Having vacated the chair of the African Union, South Africa is now freer to step out of line on controversial issues on the continent.
The case is growing for the country to do this on one of the prickliest matters: Somaliland. The former British colony is seeking recognition as an entity free from its paralysed southern neighbour, Somalia.
Law advisers from the South African Department of Foreign Affairs support Somaliland’s argument for independence. ”It is undeniable that Somaliland does indeed qualify for statehood, and it is incumbent upon the international community to recognise it,” read the report that was recently commissioned by Minister of Foreign Affairs Nkosazana Dlamini- Zuma.
The government’s lawyers agree that ”any efforts to deny or delay would not only put the international community at the risk of ignoring the most stable region in the Horn [of Africa], it would impose untold hardship upon the people of Somaliland due to the denial of foreign assistance that recognition entails.”
Somaliland stands accused by the AU of the cardinal sin of secession. Absolute recognition of colonial boundaries, logical and historical reality notwithstanding, was a preoccupation of the AU’s predecessor, the Organisation of African Unity (OAU).
The OAU feared that if ever this can of worms were opened, it would lead to incessant border wars.
This does not apply in the case of Somaliland, which broke an inequitable and eventually genocidal union with Somalia 12 years ago without claiming a centimetre more than the territory it had at independence in 1960.
The South African law advisers address this issue too.
”The interest of world peace and stability require that, where possible, the division or fragmentation of existing states should be managed peacefully and by negotiation. But where this is not possible, as is the case with Somalia, international law accepts that the interests of justice may prevail over the principle of territorial integrity,” they say.
The document on Dlamini-Zuma’s desk was supported this week by the assertion from the Brussels-based think tank, the International Crisis Group (ICG), that Somaliland’s demand for recognition presents the international community with stark choices.
”The question confronting the international community is no longer whether Somaliland should be recognised as an independent state, but whether there remain any viable alternatives,” the ICG report says.
It says that the international community could either ”develop pragmatic responses to Somaliland’s demand for self-determination or continue to insist upon the increasingly abstract notion of the unity and territorial integrity of the Somali Republic”.
It warns that the latter course is likely to lead to a new round of civil war in Somalia.
The ICG says an international fact-finding mission should visit Somaliland to assess the situation and ”recommend policy options”. It also calls on the AU to grant Somaliland ”observer status pending a final decision on its international status”.

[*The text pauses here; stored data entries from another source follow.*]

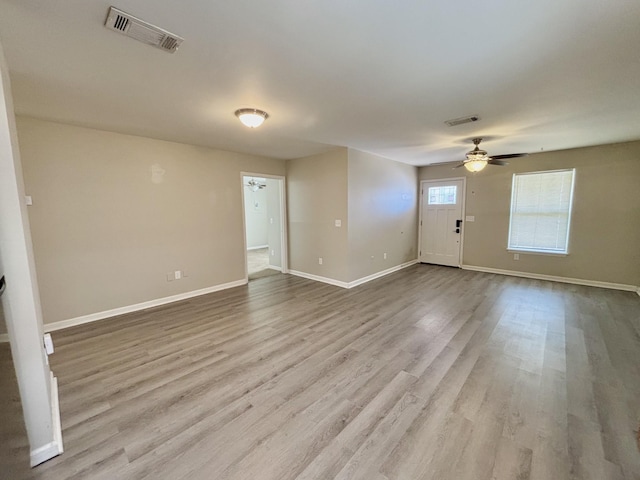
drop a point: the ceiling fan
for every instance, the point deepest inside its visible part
(478, 159)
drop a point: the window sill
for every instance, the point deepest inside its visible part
(538, 252)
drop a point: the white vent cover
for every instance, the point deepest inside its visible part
(142, 31)
(461, 120)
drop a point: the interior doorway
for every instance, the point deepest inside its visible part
(441, 225)
(264, 205)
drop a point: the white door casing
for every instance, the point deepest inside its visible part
(441, 207)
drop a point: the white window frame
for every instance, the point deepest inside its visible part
(541, 251)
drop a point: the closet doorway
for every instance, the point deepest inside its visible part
(265, 236)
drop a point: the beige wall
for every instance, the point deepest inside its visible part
(316, 197)
(112, 214)
(605, 227)
(382, 213)
(20, 301)
(274, 222)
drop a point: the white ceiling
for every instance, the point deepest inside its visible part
(376, 75)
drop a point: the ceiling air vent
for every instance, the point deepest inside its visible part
(142, 31)
(459, 121)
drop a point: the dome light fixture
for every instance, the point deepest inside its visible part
(251, 117)
(477, 159)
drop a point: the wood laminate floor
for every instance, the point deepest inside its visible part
(428, 373)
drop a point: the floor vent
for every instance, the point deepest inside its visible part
(142, 31)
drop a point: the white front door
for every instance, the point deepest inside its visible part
(441, 222)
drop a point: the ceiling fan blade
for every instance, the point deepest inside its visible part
(497, 162)
(509, 155)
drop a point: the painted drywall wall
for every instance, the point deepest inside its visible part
(274, 222)
(255, 211)
(383, 213)
(20, 301)
(316, 197)
(113, 214)
(605, 225)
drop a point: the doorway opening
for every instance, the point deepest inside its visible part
(441, 221)
(265, 237)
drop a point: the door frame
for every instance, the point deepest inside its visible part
(283, 216)
(464, 219)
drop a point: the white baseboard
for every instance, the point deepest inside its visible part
(354, 283)
(382, 273)
(50, 327)
(54, 448)
(318, 278)
(553, 278)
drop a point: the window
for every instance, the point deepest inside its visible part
(442, 195)
(541, 211)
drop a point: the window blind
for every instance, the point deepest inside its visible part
(541, 211)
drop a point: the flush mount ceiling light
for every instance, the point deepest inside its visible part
(251, 117)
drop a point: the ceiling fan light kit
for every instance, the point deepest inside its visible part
(477, 159)
(251, 117)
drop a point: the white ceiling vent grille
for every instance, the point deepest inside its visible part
(459, 121)
(142, 31)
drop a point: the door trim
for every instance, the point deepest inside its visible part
(283, 215)
(464, 220)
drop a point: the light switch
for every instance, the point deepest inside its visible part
(48, 343)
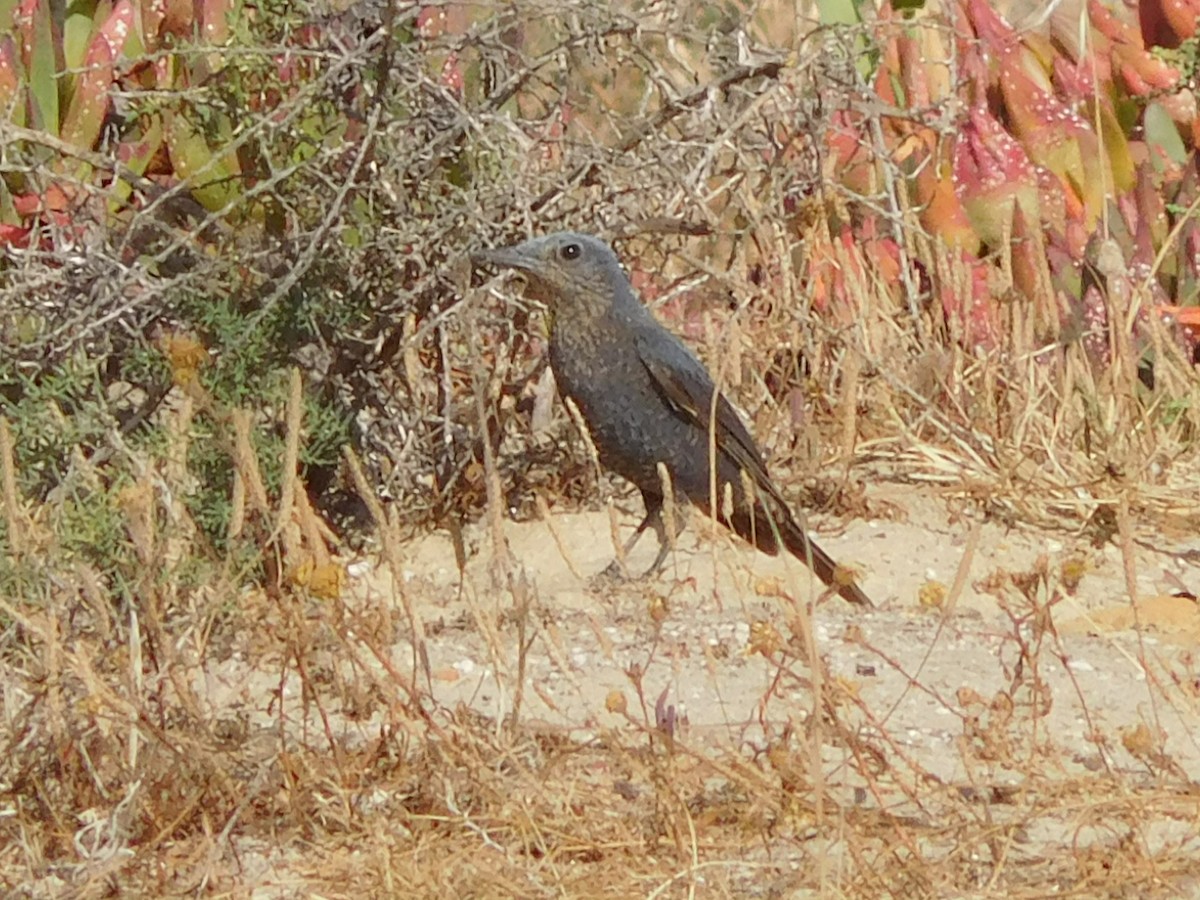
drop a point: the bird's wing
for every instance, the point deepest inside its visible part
(688, 389)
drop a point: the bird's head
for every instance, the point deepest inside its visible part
(573, 274)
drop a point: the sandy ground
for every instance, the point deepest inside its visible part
(690, 630)
(976, 697)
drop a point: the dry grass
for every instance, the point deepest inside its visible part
(173, 725)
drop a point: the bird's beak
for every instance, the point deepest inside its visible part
(503, 257)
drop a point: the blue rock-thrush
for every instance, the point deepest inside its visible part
(648, 402)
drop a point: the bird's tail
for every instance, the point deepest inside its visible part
(821, 563)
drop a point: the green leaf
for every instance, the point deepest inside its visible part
(1162, 133)
(43, 85)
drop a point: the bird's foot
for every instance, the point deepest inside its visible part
(612, 574)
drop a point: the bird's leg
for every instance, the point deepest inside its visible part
(669, 525)
(653, 519)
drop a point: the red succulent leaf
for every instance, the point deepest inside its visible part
(13, 237)
(90, 100)
(175, 17)
(970, 312)
(850, 160)
(1031, 273)
(941, 209)
(991, 174)
(1168, 23)
(10, 73)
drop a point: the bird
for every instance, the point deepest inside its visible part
(652, 408)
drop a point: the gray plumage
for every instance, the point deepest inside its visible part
(647, 399)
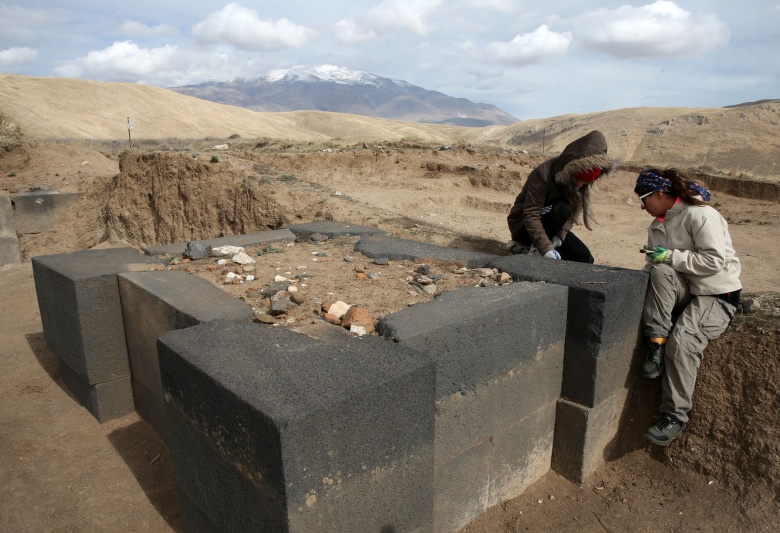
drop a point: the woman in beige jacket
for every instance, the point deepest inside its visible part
(693, 293)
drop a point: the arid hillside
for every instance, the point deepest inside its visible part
(201, 170)
(740, 142)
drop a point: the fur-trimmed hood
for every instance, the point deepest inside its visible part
(552, 180)
(585, 153)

Dlamini-Zuma knows South Africa’s decision will be key to the rest of the continent’s action. Earlier this year she invited a Somaliland ministerial delegation to South Africa and she has sent senior officials there.
South African businessmen, including Mvelaphanda’s Tokyo Sexwale, recently visited Somaliland, which offers interesting mineral resources and, more importantly, the political stability in which to exploit them.

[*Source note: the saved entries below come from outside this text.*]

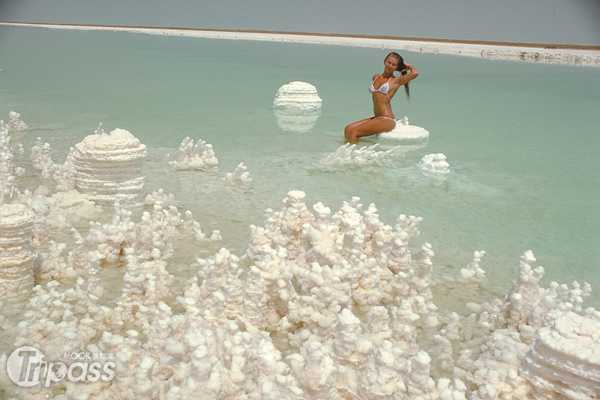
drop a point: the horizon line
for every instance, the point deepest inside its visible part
(552, 46)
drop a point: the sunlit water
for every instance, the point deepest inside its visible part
(522, 139)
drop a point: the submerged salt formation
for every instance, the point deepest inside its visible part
(299, 96)
(14, 122)
(16, 256)
(297, 106)
(435, 164)
(239, 176)
(405, 132)
(108, 167)
(349, 154)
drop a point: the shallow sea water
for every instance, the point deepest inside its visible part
(522, 139)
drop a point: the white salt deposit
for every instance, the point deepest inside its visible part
(490, 51)
(297, 95)
(434, 163)
(403, 131)
(199, 156)
(321, 304)
(14, 122)
(16, 256)
(108, 167)
(240, 175)
(297, 106)
(349, 154)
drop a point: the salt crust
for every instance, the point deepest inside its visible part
(489, 51)
(108, 167)
(297, 107)
(435, 163)
(405, 132)
(352, 154)
(297, 96)
(321, 305)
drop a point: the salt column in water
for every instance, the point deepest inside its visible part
(16, 257)
(109, 167)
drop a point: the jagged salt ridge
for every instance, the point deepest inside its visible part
(322, 304)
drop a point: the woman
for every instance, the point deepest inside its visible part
(384, 87)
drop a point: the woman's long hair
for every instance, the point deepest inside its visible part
(401, 66)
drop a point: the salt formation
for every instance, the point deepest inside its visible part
(405, 132)
(14, 122)
(9, 171)
(297, 106)
(353, 154)
(200, 156)
(321, 305)
(570, 338)
(240, 175)
(108, 167)
(16, 256)
(435, 164)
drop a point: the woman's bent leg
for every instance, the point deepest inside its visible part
(368, 127)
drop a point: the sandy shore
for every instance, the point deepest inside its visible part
(546, 53)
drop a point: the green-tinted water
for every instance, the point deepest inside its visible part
(521, 138)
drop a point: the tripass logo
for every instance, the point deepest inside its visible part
(27, 367)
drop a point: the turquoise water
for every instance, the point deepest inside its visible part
(522, 139)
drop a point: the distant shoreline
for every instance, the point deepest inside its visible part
(381, 37)
(536, 52)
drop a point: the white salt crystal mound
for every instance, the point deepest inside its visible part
(297, 106)
(109, 167)
(566, 357)
(14, 122)
(239, 176)
(405, 132)
(348, 154)
(435, 163)
(16, 257)
(298, 96)
(198, 156)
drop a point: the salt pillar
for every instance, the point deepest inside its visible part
(109, 167)
(297, 106)
(16, 256)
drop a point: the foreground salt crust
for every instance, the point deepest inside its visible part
(321, 305)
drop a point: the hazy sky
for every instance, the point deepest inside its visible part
(538, 21)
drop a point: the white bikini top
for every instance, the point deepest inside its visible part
(385, 88)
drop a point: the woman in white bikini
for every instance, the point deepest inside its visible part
(384, 87)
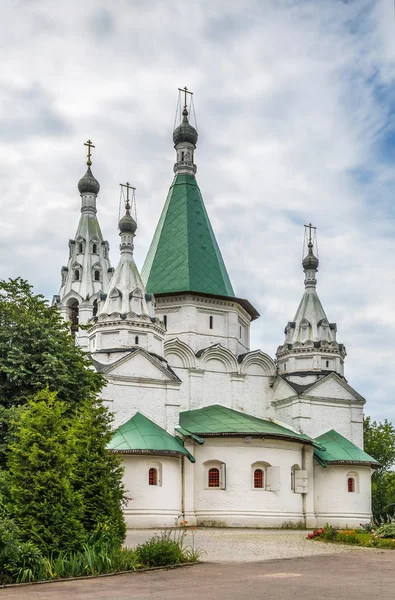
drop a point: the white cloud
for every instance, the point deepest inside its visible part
(295, 110)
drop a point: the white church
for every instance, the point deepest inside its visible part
(210, 431)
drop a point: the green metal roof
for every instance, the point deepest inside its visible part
(141, 436)
(184, 254)
(218, 420)
(339, 450)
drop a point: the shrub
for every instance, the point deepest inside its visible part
(386, 531)
(41, 461)
(347, 536)
(9, 540)
(160, 551)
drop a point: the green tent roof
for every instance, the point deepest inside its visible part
(339, 450)
(184, 254)
(218, 420)
(141, 436)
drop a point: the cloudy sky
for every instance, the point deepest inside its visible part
(295, 103)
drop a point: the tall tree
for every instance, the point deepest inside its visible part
(37, 351)
(98, 473)
(41, 463)
(379, 442)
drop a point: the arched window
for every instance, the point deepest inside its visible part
(351, 484)
(293, 469)
(73, 315)
(213, 477)
(259, 478)
(153, 476)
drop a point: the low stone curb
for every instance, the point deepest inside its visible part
(65, 579)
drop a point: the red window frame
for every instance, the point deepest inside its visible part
(153, 476)
(259, 478)
(213, 477)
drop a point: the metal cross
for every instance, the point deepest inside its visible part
(186, 91)
(310, 227)
(90, 145)
(128, 187)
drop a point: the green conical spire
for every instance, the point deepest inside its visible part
(184, 254)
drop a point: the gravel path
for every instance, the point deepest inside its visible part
(250, 545)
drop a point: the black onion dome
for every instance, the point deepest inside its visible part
(310, 261)
(88, 184)
(127, 224)
(185, 132)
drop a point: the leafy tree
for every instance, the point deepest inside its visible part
(379, 442)
(41, 464)
(98, 473)
(37, 351)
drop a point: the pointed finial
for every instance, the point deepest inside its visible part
(127, 224)
(185, 91)
(90, 145)
(310, 262)
(185, 132)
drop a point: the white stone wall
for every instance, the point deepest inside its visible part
(216, 377)
(333, 503)
(188, 318)
(157, 401)
(150, 505)
(318, 415)
(239, 505)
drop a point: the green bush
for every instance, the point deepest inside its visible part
(9, 540)
(329, 533)
(160, 551)
(386, 531)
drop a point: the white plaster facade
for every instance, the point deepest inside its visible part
(185, 351)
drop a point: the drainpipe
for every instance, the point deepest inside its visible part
(304, 495)
(183, 458)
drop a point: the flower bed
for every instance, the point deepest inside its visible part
(370, 535)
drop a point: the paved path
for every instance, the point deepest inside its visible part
(353, 576)
(248, 545)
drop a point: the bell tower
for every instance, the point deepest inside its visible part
(88, 269)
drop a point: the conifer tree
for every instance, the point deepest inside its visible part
(37, 351)
(98, 473)
(41, 463)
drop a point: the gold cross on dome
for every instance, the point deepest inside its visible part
(128, 187)
(90, 145)
(185, 91)
(310, 227)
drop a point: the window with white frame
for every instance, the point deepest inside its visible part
(299, 480)
(352, 482)
(264, 476)
(215, 475)
(154, 474)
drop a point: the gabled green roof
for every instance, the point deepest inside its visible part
(184, 254)
(141, 436)
(218, 420)
(339, 450)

The country’s democratically elected President, Dahir Riyale Kahin, this week reiterated his refusal to join the stuttering peace process.
His Information Minister, Abdillahi Muhammad Du’ale, said Somaliland would welcome any peace deal between the parties ”in the former Italian Somalia”, but noted that ”this has nothing to do with Somaliland”.

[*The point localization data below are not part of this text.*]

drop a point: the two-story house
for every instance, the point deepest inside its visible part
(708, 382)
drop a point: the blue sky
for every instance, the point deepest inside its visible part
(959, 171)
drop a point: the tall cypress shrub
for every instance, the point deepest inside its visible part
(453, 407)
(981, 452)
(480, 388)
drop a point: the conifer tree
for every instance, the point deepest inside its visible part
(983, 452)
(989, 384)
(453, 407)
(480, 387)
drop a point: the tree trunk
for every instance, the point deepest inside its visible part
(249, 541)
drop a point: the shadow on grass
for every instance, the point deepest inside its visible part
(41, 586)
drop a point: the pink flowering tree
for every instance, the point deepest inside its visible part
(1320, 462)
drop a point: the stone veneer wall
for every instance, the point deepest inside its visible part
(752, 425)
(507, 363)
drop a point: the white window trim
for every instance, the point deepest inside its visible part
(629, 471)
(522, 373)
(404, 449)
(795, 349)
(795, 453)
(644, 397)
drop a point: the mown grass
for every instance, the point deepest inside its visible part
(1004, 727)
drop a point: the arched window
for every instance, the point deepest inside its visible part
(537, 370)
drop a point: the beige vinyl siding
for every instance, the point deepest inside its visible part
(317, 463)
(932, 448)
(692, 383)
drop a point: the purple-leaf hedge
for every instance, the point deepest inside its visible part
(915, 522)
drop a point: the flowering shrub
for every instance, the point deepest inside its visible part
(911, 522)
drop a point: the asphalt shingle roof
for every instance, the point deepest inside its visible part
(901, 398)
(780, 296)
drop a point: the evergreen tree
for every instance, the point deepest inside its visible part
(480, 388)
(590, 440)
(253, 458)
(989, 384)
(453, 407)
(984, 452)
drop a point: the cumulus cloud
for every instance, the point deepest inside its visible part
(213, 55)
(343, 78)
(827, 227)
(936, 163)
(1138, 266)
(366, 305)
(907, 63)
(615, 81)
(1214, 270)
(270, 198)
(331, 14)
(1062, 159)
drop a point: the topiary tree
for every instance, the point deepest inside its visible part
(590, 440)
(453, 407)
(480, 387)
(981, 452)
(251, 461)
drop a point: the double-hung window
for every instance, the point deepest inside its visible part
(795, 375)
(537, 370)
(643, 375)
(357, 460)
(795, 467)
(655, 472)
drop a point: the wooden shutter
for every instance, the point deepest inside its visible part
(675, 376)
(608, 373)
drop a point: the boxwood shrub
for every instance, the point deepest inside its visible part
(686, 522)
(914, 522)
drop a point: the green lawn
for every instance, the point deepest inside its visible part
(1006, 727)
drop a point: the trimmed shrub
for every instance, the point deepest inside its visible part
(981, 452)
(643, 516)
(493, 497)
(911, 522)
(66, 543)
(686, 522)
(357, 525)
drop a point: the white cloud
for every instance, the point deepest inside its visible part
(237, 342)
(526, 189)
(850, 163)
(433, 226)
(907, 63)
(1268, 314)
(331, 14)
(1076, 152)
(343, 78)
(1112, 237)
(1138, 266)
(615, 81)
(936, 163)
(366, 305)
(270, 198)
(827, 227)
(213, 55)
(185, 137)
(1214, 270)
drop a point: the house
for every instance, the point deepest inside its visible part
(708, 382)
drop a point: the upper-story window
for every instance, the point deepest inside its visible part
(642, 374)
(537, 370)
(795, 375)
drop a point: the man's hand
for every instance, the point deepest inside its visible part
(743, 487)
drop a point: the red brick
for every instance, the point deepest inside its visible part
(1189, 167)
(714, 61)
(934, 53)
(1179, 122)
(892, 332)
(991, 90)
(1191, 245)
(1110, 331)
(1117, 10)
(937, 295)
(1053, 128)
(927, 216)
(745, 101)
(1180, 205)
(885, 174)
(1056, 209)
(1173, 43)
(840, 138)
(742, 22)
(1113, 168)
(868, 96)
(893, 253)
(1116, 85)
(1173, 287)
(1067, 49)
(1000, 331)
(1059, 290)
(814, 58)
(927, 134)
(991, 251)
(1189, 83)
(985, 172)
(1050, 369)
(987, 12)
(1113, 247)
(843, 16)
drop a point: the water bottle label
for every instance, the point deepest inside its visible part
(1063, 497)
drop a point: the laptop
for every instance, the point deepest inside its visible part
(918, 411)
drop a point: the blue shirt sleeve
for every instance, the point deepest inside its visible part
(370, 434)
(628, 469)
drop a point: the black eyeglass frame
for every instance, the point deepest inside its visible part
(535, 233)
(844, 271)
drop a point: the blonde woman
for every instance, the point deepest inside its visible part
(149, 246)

Du’ale was reacting to media reports that a Kenyan government delegation was on its way to Somaliland to try to convince it to attend the talks in Nairobi. He said any Kenyan delegation to Somaliland was welcome ”so long as they are coming to discuss bilateral issues and ways of developing bilateral relations”.
He warned, however, that Somaliland ”will not entertain any delegation whose objective is to bring us into these talks. Such a mission will not be welcome, and they should not waste their time.”